In theory, a compensation philosophy is a formal written statement that reveals the company's stance on employee pay and rewards. Compensation philosophies vary from company to company. However, they often involve addressing the "what," "why," "how," "how much" and "how often" of employee rewards in a manner that aligns with the company's mission, vision and strategic objectives. Ultimately, the result is a synchronized set of practices and policies that guide decision-making when it comes to creating and distributing compensation.




In practice, a compensation philosophy is more than a formal document. It is also a product of the company's culture, as the structure of the philosophy is indicative of how employees can expect to be treated in terms of rewards.
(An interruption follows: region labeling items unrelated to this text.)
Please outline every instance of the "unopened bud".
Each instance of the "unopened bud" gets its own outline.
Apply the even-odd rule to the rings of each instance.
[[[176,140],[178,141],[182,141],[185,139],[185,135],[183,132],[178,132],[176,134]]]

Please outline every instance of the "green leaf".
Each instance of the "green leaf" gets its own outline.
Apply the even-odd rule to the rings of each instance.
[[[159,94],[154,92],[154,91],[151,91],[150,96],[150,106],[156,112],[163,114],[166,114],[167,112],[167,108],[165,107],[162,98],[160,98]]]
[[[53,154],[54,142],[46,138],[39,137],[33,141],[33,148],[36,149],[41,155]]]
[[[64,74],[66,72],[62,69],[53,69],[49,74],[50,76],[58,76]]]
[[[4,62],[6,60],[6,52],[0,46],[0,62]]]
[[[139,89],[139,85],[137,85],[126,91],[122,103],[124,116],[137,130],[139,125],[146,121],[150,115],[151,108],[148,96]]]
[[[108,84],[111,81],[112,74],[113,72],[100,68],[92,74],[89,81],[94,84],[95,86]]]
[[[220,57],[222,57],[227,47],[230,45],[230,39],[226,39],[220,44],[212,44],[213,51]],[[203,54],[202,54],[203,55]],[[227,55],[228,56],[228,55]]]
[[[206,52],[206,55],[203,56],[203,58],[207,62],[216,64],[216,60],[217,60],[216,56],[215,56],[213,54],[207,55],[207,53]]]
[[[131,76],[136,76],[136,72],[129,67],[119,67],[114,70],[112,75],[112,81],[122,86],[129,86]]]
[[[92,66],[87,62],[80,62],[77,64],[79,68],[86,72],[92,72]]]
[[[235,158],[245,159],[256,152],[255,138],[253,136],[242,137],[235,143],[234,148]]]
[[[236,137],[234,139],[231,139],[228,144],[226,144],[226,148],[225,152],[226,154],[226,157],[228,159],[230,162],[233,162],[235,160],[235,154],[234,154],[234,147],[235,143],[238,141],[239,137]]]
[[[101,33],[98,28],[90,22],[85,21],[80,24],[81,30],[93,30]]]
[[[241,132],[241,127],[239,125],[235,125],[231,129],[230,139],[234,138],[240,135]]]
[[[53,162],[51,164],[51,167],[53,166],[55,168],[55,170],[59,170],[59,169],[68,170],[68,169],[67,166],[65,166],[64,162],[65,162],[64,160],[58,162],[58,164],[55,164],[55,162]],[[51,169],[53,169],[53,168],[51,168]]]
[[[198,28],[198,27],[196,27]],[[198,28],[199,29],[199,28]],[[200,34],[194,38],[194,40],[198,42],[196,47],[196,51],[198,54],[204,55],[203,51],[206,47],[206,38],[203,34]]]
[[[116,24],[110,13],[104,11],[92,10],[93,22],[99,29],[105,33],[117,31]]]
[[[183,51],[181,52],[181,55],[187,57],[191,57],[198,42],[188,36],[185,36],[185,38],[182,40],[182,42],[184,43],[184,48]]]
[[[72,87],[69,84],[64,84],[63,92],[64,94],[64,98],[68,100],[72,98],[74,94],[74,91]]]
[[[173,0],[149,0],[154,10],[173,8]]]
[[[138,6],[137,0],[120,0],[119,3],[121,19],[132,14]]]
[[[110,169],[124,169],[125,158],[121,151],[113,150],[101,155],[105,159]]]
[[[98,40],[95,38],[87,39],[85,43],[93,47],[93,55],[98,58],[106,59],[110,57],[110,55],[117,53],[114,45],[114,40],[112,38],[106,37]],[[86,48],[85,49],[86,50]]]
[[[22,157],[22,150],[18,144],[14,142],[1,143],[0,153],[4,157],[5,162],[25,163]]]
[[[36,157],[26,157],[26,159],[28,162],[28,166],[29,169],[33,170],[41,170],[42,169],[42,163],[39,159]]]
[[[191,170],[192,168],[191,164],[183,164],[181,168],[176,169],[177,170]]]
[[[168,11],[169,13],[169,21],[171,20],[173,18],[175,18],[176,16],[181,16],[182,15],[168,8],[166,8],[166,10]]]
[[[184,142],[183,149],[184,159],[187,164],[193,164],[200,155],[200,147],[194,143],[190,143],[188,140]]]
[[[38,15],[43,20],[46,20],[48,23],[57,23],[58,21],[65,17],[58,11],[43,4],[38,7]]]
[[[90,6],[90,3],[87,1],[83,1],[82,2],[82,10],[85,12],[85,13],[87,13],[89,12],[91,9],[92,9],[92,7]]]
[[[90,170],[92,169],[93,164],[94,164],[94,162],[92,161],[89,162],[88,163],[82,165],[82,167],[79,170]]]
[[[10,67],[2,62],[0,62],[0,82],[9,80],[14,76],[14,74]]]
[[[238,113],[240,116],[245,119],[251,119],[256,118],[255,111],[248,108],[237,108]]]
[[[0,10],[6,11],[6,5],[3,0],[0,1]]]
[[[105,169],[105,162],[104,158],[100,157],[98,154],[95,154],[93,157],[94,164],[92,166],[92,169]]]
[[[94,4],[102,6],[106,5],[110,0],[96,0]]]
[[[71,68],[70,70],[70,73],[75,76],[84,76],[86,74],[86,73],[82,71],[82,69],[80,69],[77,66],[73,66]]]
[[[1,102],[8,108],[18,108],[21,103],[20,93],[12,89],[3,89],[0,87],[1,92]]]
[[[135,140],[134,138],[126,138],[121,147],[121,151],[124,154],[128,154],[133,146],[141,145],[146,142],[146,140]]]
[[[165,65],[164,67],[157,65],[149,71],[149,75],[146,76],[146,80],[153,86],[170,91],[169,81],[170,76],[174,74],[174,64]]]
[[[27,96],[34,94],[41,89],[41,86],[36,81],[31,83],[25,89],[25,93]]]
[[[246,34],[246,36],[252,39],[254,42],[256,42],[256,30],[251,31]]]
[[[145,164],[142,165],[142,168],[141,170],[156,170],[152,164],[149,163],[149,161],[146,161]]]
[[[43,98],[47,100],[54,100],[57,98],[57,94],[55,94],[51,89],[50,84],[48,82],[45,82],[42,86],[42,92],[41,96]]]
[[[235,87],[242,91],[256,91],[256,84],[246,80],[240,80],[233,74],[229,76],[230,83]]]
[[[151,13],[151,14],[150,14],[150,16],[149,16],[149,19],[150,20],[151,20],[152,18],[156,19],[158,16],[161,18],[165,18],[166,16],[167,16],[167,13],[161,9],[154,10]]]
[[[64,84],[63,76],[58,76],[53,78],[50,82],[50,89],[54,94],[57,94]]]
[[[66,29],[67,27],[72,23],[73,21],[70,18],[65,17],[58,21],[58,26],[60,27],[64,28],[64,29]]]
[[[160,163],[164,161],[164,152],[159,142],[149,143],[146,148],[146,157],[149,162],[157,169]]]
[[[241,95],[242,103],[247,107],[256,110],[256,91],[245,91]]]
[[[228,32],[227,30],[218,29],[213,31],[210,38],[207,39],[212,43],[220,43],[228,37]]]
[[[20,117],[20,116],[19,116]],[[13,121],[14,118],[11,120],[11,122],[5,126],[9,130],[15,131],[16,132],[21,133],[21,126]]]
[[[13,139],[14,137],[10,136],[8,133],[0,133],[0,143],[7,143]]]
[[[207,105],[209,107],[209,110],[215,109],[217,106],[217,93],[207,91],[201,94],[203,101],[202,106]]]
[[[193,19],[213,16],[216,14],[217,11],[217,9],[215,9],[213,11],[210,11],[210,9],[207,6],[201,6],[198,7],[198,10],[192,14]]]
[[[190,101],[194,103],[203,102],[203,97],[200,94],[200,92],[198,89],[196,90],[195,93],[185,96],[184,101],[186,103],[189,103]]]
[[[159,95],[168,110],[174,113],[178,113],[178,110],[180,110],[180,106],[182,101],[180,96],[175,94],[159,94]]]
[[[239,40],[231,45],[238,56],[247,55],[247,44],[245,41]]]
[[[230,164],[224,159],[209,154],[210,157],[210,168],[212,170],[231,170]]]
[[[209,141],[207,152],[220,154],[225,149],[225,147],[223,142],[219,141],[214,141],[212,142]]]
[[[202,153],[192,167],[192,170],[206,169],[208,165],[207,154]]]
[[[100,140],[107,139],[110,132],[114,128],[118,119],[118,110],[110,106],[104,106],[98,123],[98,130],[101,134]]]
Without a compensation philosophy or policy, the organization has no frame of reference for rewarding its employees, resulting in an ad hoc approach, where there's no consistency or theoretical or practical basis from which to work.


Conversely, a well-designed philosophy focuses on attracting, retaining and motivating employees through base pay and salary structures, cash or noncash incentive pay such as bonuses and stocks, and benefits such as health insurance and retirement savings. Though consistency is imperative, the philosophy also needs some level of flexibility in order to reflect changing market conditions and the business's position at a given moment.


Building the philosophy


Compensation philosophies are usually drafted jointly by company executives and the human resources team. A number of factors should be taken into consideration during the development phase, including the company's size, financial position, industry and objectives. Also important are market salary data and the level of complexity involved in finding the right talent.


As noted, compensation philosophies typically address:

•What (types of compensation).

•Why (reasons for the compensation).

•How (strategies for supporting the goals of the organization).

•How much (quantifiable basis for payment).

•How often (frequency of disbursements).


You'll need to review your compensation philosophy from time to time to ensure it echoes current market conditions affecting your business. For example, when there's a shortage of skilled workers, you may need to pay a higher salary in order to secure the right fit. You would also need to update your compensation philosophy so that it supports this need.


Further, the philosophy should promote compensation policies that are equitable, transparent and perceived as fair by employees. These policies must comply with applicable federal, state and local employment laws. Also, you'll need an effective strategy for communicating the philosophy and related policies to employees.


In conclusion, it's critical for businesses to have a well-stated compensation philosophy, as it not only helps foster a culture of transparency and trust but also enables the creation of a rewards strategy that aligns with business goals.